# Quirliges Tausendblatt



## Surfer Joe (26. Aug. 2010)

Hallo liebe Teichfreunde,

da ich nun endlich eine Unterwasserpflanze gefunden habe, die sogar in meinem Teich wächst, möchte ich jetzt nichts falsch machen und bräuchte mal Euren Rat.

Vor einigen Wochen habe ich 3 kräftige Exemplare "Quirliges __ Tausendblatt" (Myriophyllum verticillatum), so wie ich sie gekauft habe, also mit den kleinen Gitterkörben (10 x 10 cm) , im Teich versenkt.
Zuerst sind alle Blätter abgefallen und ich dachte schon "das war's dann mal wieder". Doch nach einigen Tagen entwickelten sich neue Triebe und an den alten kahlen Stängeln bildeten sich schöne Überwassertriebe. Inzwischen hat sich eine kräftiger Bestand, unter und über Wasser, gebildet. 

Nun meine Fragen an Euch: Treibt Myriophyllum im nächsten Jahr nur aus den Winterknospen oder auch aus den Wurzeln in den Körben wieder aus?
Falls die Planze wieder aus den Wurzeln treibt, würde ich die Bestände gerne teilen und in größere Körbe mit Lehm-Sand Gemisch pflanzen. Wann wäre der richtige Zeitpunkt?
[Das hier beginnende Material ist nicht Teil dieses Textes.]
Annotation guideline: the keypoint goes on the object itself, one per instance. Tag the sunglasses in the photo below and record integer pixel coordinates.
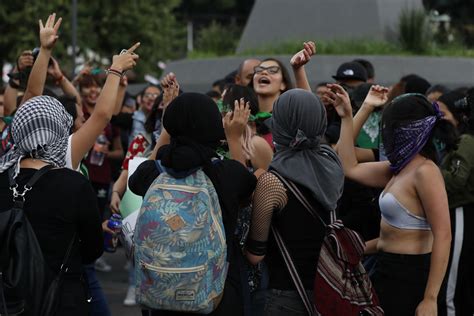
(271, 70)
(151, 95)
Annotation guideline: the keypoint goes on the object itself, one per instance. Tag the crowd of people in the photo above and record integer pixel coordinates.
(396, 163)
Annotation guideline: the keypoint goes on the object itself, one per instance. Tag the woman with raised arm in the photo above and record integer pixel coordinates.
(298, 127)
(415, 232)
(83, 140)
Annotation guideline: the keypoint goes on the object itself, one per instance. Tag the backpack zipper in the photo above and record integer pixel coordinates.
(190, 189)
(172, 270)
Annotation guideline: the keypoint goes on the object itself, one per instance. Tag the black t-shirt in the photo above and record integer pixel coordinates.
(61, 202)
(234, 185)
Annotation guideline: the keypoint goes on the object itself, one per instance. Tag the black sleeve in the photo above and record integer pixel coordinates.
(242, 183)
(90, 225)
(143, 177)
(122, 120)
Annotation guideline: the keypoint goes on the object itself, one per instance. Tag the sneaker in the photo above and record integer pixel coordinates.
(130, 297)
(102, 266)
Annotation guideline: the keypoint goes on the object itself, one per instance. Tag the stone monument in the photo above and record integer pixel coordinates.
(278, 21)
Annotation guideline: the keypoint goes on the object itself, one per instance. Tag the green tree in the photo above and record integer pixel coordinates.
(104, 27)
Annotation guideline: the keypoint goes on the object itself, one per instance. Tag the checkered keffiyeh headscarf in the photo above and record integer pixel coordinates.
(40, 130)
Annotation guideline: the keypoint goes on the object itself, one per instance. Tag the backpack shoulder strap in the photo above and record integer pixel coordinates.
(38, 174)
(292, 270)
(64, 267)
(19, 198)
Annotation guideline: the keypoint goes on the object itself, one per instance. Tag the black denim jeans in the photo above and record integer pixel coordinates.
(285, 303)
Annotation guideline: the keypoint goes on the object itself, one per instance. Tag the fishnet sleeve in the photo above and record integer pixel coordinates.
(270, 195)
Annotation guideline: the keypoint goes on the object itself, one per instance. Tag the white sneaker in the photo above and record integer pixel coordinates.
(130, 297)
(102, 266)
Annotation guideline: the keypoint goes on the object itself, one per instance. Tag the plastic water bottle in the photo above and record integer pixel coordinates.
(97, 156)
(111, 240)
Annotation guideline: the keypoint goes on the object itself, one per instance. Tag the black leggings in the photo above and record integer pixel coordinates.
(400, 281)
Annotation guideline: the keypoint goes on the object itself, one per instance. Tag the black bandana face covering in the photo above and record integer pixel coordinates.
(195, 125)
(40, 130)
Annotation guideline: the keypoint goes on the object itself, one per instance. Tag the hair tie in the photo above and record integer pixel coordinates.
(438, 113)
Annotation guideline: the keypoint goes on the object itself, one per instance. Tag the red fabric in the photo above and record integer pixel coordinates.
(137, 146)
(342, 286)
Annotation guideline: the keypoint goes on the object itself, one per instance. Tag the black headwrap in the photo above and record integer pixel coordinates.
(195, 126)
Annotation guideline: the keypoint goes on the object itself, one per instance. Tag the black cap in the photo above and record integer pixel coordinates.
(351, 71)
(415, 84)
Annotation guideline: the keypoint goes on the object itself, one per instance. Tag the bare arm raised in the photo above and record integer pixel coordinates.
(84, 138)
(48, 37)
(374, 174)
(298, 61)
(430, 188)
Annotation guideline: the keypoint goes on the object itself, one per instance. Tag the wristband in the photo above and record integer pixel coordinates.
(58, 81)
(13, 84)
(115, 72)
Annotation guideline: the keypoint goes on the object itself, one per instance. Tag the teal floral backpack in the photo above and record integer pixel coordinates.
(180, 248)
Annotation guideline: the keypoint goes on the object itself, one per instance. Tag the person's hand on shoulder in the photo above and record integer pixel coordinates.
(302, 57)
(125, 60)
(235, 122)
(25, 60)
(339, 99)
(377, 96)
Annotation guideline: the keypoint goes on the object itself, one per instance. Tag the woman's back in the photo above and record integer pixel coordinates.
(61, 203)
(303, 236)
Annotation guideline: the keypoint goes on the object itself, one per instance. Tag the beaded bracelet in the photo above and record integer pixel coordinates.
(115, 72)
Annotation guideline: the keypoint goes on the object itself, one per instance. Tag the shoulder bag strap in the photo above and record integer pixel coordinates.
(286, 254)
(292, 270)
(64, 267)
(19, 198)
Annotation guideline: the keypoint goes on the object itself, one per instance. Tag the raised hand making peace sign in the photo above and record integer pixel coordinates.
(49, 31)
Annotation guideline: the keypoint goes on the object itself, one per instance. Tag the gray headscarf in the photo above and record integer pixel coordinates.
(298, 123)
(40, 130)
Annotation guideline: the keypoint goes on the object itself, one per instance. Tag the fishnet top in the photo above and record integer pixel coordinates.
(302, 234)
(269, 195)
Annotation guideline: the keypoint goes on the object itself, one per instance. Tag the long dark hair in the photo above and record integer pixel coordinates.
(411, 107)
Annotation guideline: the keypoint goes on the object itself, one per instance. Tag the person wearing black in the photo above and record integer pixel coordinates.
(61, 204)
(298, 125)
(195, 125)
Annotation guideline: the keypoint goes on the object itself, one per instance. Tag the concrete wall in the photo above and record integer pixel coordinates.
(198, 75)
(274, 21)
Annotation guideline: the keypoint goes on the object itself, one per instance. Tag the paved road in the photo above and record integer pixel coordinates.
(115, 284)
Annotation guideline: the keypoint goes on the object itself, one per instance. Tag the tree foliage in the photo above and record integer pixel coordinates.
(104, 27)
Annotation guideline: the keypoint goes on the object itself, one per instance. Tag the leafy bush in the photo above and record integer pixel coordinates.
(414, 32)
(218, 39)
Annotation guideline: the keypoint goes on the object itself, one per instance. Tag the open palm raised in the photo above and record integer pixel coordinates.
(49, 31)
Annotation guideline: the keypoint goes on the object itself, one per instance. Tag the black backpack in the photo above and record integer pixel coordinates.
(22, 266)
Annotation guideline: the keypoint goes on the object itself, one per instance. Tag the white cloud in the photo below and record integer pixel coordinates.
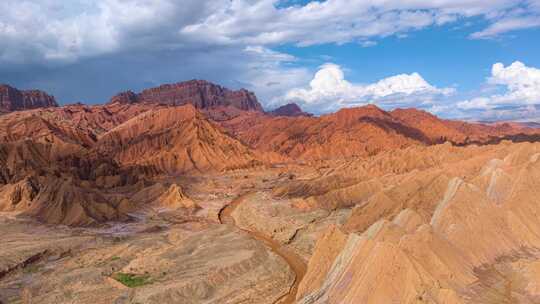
(53, 30)
(329, 90)
(521, 86)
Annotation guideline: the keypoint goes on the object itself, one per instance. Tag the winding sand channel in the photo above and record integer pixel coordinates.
(295, 262)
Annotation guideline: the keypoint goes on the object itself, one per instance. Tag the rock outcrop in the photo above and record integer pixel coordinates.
(12, 99)
(201, 94)
(450, 232)
(175, 140)
(291, 109)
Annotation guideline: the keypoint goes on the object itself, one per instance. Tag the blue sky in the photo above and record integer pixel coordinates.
(456, 58)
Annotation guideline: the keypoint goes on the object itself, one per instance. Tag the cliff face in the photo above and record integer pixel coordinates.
(202, 94)
(12, 99)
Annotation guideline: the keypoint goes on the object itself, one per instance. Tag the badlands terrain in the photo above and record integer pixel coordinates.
(192, 193)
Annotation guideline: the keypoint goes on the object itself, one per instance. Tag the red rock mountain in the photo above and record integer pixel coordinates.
(12, 99)
(354, 132)
(290, 109)
(202, 94)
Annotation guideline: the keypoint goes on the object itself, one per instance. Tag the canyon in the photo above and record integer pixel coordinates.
(192, 193)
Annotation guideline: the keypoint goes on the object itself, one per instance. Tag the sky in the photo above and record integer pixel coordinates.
(468, 59)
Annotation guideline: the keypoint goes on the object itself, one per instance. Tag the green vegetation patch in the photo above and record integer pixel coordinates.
(132, 280)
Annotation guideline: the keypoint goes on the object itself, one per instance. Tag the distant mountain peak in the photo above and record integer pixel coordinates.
(291, 109)
(12, 99)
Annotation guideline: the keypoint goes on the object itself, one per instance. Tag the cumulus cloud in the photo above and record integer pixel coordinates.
(520, 84)
(329, 90)
(232, 42)
(52, 30)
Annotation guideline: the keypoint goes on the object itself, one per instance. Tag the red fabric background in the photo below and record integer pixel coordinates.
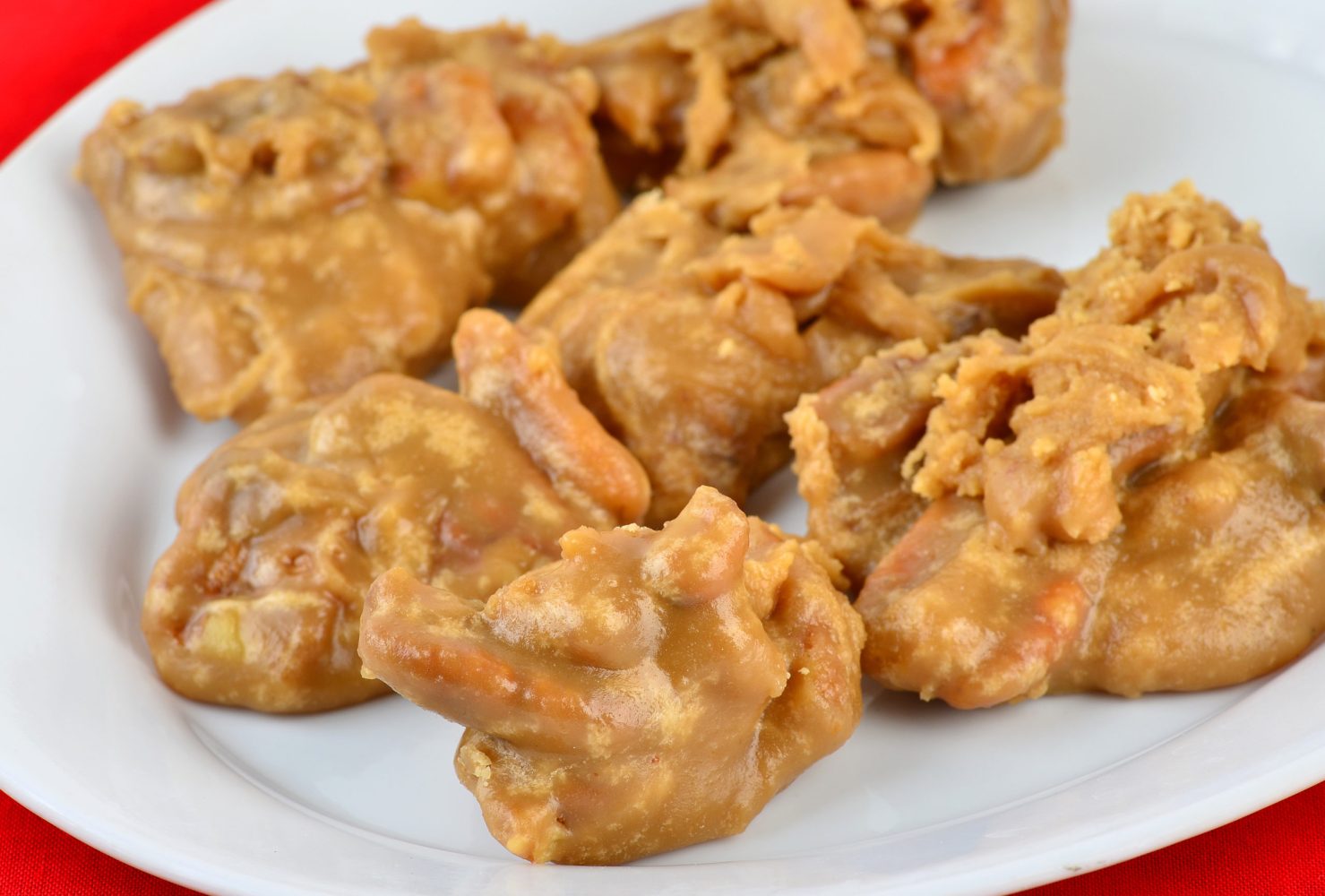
(47, 52)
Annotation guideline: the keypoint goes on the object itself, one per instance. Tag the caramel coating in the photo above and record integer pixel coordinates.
(284, 528)
(1126, 498)
(287, 237)
(262, 249)
(495, 121)
(749, 102)
(650, 691)
(993, 69)
(691, 343)
(1214, 580)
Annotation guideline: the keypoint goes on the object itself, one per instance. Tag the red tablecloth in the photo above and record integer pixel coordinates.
(47, 52)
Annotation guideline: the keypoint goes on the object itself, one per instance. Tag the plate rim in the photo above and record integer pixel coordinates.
(1100, 849)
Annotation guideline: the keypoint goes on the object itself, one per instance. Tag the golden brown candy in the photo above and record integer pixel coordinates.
(284, 527)
(648, 691)
(691, 343)
(749, 102)
(495, 121)
(1126, 498)
(285, 237)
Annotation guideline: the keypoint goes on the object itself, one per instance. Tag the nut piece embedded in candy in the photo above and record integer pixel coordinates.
(650, 691)
(691, 342)
(1126, 500)
(738, 104)
(284, 528)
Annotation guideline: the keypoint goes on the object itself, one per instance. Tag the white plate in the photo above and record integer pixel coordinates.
(363, 801)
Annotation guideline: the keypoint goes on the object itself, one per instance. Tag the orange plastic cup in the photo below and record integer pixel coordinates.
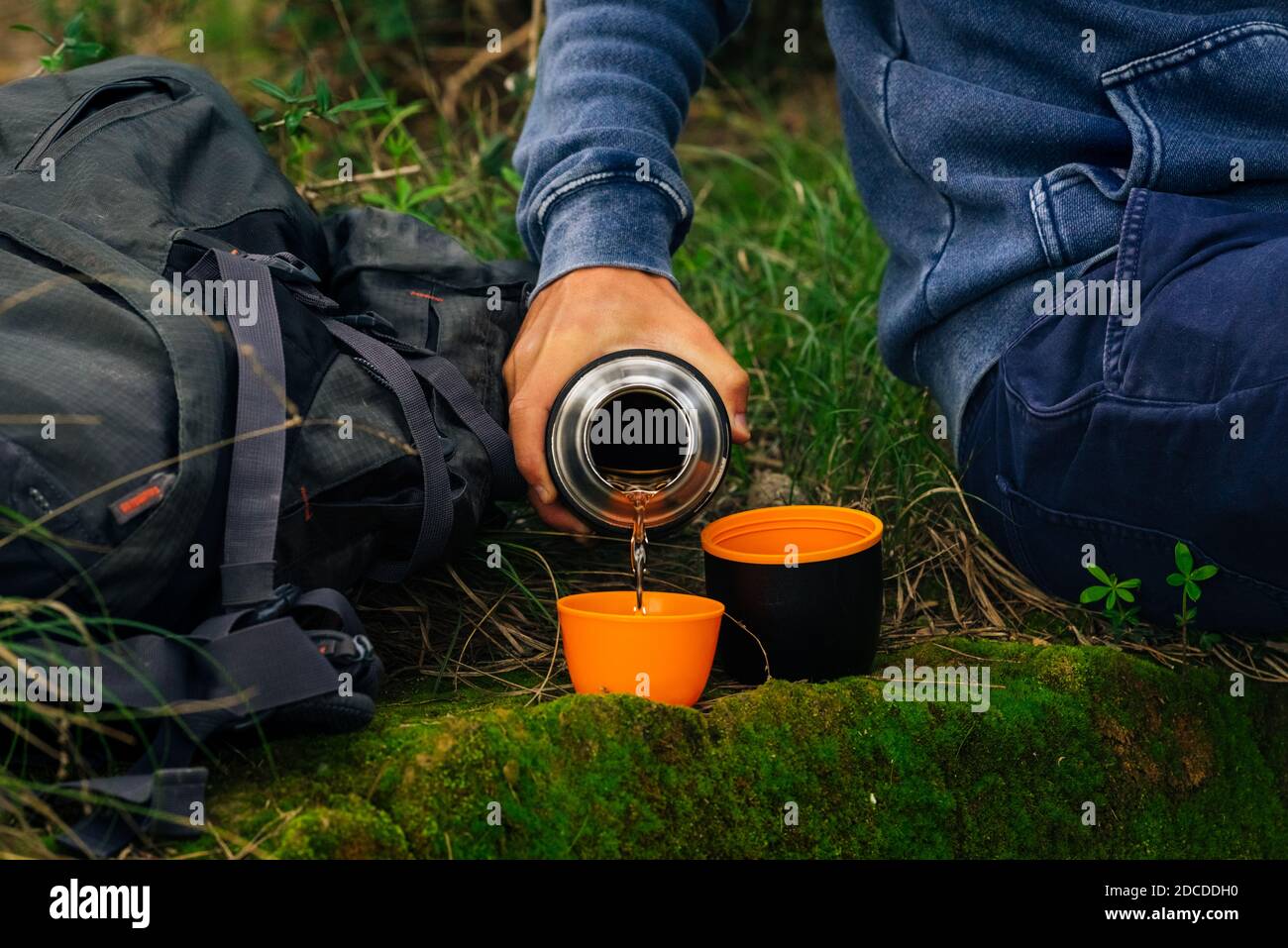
(664, 655)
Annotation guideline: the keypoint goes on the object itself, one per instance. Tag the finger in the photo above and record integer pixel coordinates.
(732, 384)
(734, 393)
(557, 515)
(528, 432)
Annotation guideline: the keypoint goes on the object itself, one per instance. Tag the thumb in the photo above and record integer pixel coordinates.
(528, 415)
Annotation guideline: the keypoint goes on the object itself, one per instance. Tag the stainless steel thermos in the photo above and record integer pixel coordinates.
(636, 420)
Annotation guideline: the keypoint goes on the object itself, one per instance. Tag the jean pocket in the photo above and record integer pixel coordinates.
(1055, 546)
(1209, 313)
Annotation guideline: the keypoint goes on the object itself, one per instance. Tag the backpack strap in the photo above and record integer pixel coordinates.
(259, 446)
(436, 519)
(447, 381)
(254, 659)
(232, 669)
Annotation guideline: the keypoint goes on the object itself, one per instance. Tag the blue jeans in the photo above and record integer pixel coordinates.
(1111, 438)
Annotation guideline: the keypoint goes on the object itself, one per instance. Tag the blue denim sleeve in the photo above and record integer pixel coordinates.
(600, 181)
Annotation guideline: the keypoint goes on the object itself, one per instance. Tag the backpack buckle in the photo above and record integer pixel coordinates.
(284, 597)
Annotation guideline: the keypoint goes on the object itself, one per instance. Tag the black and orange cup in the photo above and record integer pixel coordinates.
(664, 653)
(802, 587)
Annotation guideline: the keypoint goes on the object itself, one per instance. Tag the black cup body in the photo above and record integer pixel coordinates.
(816, 621)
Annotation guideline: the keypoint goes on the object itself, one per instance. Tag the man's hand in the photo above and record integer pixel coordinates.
(583, 316)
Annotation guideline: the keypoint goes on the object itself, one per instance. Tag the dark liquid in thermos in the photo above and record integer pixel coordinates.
(627, 484)
(639, 472)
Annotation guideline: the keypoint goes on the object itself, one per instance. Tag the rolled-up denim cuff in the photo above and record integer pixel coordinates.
(613, 223)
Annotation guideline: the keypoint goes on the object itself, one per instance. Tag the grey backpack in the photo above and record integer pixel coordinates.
(218, 411)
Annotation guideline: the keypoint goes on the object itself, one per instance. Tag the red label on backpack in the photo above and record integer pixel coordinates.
(143, 498)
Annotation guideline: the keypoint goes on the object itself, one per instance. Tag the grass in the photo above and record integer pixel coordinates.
(777, 218)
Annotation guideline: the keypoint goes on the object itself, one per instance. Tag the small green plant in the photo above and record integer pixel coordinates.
(1188, 579)
(296, 106)
(1117, 596)
(68, 52)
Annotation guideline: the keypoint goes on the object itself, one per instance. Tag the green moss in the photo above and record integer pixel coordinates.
(1173, 764)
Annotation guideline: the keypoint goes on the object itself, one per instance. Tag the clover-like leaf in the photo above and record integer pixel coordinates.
(1093, 594)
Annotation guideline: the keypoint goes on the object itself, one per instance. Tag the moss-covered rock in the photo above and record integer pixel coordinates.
(1173, 763)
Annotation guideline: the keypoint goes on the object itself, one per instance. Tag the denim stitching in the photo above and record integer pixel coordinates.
(568, 187)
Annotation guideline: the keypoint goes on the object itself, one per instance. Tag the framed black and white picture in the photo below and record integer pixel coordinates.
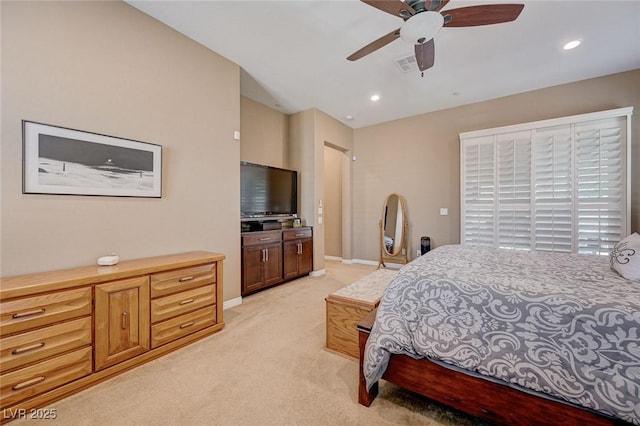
(57, 160)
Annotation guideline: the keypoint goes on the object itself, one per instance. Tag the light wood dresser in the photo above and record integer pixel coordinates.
(63, 331)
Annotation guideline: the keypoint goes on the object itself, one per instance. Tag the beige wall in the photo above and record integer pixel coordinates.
(309, 132)
(419, 157)
(107, 68)
(332, 201)
(264, 134)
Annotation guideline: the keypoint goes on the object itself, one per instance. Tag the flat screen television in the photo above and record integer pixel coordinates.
(267, 192)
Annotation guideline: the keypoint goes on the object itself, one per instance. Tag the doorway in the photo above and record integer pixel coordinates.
(333, 202)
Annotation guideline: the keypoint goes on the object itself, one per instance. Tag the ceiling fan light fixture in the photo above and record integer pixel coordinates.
(421, 27)
(571, 45)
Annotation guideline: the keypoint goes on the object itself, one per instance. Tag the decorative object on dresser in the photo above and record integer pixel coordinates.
(348, 305)
(57, 160)
(142, 309)
(272, 257)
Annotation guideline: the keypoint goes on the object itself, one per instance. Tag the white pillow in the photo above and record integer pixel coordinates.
(625, 257)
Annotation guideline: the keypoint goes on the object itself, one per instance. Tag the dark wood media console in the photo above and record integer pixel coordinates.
(273, 257)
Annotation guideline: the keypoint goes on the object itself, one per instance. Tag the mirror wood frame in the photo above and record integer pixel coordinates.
(402, 256)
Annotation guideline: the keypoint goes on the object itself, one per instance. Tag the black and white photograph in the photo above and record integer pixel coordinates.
(58, 160)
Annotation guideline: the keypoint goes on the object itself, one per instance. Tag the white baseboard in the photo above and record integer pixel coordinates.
(389, 265)
(364, 262)
(318, 273)
(231, 303)
(334, 258)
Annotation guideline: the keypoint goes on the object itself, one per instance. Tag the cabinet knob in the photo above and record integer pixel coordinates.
(28, 383)
(28, 313)
(189, 324)
(18, 351)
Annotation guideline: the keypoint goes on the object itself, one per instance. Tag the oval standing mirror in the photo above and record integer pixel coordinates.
(393, 244)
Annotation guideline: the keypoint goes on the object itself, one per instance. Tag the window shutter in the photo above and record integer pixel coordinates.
(600, 173)
(552, 185)
(553, 182)
(514, 190)
(479, 189)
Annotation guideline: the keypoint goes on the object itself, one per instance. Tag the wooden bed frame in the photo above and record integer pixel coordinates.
(481, 398)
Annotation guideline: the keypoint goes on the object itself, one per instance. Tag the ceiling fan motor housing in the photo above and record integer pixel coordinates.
(421, 27)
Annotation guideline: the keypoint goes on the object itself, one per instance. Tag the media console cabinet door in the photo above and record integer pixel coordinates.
(121, 320)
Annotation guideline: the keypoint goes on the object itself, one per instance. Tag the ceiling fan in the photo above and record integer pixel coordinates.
(423, 20)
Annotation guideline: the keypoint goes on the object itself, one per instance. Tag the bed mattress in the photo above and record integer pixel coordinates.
(564, 325)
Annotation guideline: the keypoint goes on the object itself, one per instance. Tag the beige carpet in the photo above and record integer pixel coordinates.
(267, 367)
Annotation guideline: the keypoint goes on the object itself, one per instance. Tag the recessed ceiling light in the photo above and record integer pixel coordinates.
(572, 44)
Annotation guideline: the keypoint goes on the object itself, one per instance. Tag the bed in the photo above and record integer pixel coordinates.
(512, 337)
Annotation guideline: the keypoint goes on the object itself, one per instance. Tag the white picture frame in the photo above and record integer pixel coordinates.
(58, 160)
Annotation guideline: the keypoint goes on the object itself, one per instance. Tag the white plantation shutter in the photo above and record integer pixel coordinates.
(479, 188)
(601, 184)
(553, 189)
(555, 185)
(514, 190)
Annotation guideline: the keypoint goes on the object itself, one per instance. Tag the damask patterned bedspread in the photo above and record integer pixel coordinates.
(562, 324)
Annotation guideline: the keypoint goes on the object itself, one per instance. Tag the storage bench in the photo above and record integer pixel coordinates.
(347, 306)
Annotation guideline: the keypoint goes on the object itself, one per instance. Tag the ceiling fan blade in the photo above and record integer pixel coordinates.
(375, 45)
(394, 7)
(472, 16)
(425, 55)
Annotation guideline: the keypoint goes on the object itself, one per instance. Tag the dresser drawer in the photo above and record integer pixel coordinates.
(175, 328)
(261, 238)
(165, 283)
(23, 314)
(179, 303)
(32, 346)
(38, 378)
(295, 234)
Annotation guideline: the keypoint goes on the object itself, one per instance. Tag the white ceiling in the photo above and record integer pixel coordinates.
(292, 53)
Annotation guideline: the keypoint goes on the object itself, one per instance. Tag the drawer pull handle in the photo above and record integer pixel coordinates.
(28, 313)
(28, 383)
(18, 351)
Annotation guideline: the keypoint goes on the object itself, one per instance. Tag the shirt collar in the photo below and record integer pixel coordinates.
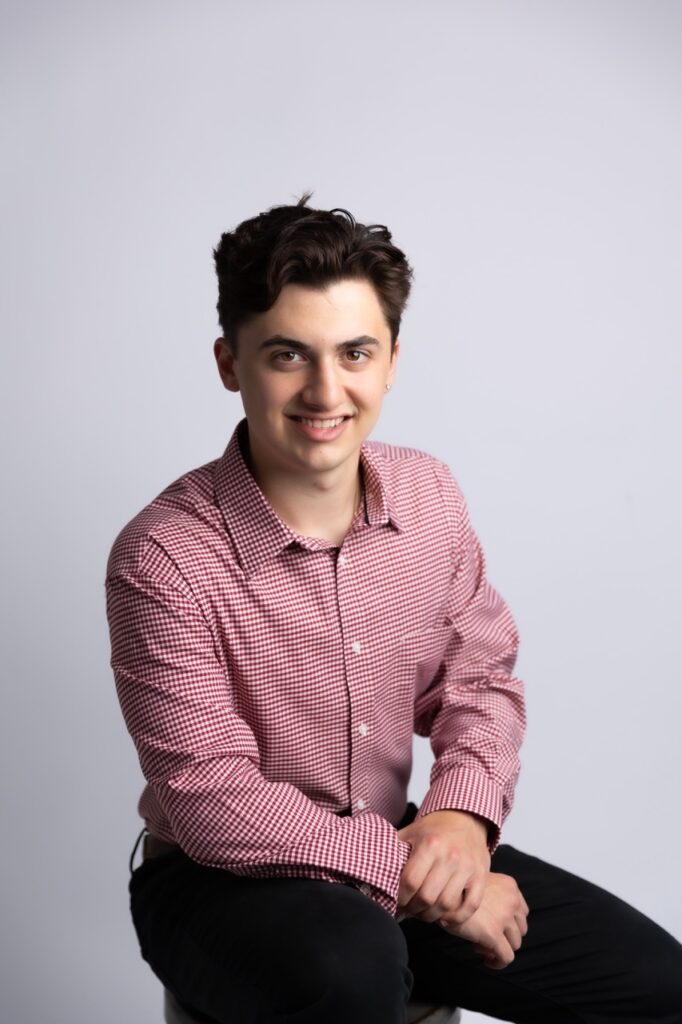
(257, 531)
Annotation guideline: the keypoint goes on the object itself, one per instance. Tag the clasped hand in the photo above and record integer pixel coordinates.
(448, 880)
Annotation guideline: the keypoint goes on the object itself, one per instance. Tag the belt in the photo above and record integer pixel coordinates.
(155, 847)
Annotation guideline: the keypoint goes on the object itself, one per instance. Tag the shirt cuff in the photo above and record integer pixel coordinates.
(386, 896)
(465, 790)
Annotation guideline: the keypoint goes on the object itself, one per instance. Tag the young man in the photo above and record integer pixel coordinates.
(282, 621)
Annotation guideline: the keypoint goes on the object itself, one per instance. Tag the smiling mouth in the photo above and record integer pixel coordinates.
(321, 424)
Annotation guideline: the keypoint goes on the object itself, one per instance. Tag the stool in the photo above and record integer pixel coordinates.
(418, 1013)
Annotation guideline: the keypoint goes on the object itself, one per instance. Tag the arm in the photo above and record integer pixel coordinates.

Ich freue mich über jeden Tipp!

Schöne Grüsse
Bert


----------



## Teicher (30. Sep. 2010)

*AW: Quirliges  Tausendblatt*

Hallo Bert,
wenn du Tausendblatt vermehren willst, einfach von die "alten" pflanzen sticken abzupfen und im Teich unter 'ne stein klemmen.  So mach's ich seit Jahren.
msg, Jimmy


----------



## Surfer Joe (6. Okt. 2010)

*AW: Quirliges  Tausendblatt*

Hi Jimmy,

du meinst sicher die Triebspitzen, die aus dem Wasser ragen abkneifen und neu einpflanzen.
Oder geht das nur mit den Unterwassertrieben?

Schöne Grüsse
Bert


----------



## RKurzhals (6. Okt. 2010)

*AW: Quirliges  Tausendblatt*

Hallo Bert,
genau die Triebspitzen sind es... . Bei mir wächst Myriophyllum mittlerweile überall da, wo ein bisschen Lehm am Boden liegt. Und ich habe nichts gemacht... . Die gekauften Pflanzen habe ich einfach im Pflanztopf in Lehm eingedrückt. Mittlerweile (nach nur 4 Monaten!) ist die Pflanze im ganzen Teich heimisch...


----------



## Springmaus (7. Okt. 2010)

*AW: Quirliges  Tausendblatt*

Hallo,

kenne mich ja noch gar nicht mit Teichpflanzen aus !!

Sollte ich die Pflanze abschneiden oder nicht ?


----------



## fbr (18. Okt. 2010)

*AW: Quirliges  Tausendblatt*

Hallo,
NEIN sehen doch toll aus so lange es nicht friert!


> von Werner:
> - alle weichblättrigen Pflanzen direkt im Wasser (da sie sich über den Winter zersetzen und das Wasse aufdüngen würden)
> - __ wuchernde Pflanzen die man im Zaum halten will
> - Pflanzen die sich stark über Samen verbreiten


----------



## RKurzhals (18. Okt. 2010)

*AW: Quirliges  Tausendblatt*

Hallo,
also zurückschneiden würde ich die UW-Pflanzen alle, da sie a) im Winter weniger Licht kriegen, und b) bei Lichtmangel auch tagsüber (nachts sowieso!!! :evil) Sauerstoff verbrauchen.
Wenn Du im Winter die Wasserzirkulation reduzierst, dann wird der CO2-Austrag ein Problem...
Anderenfalls die Wassertemperatur (sprich Heizkosten...)


----------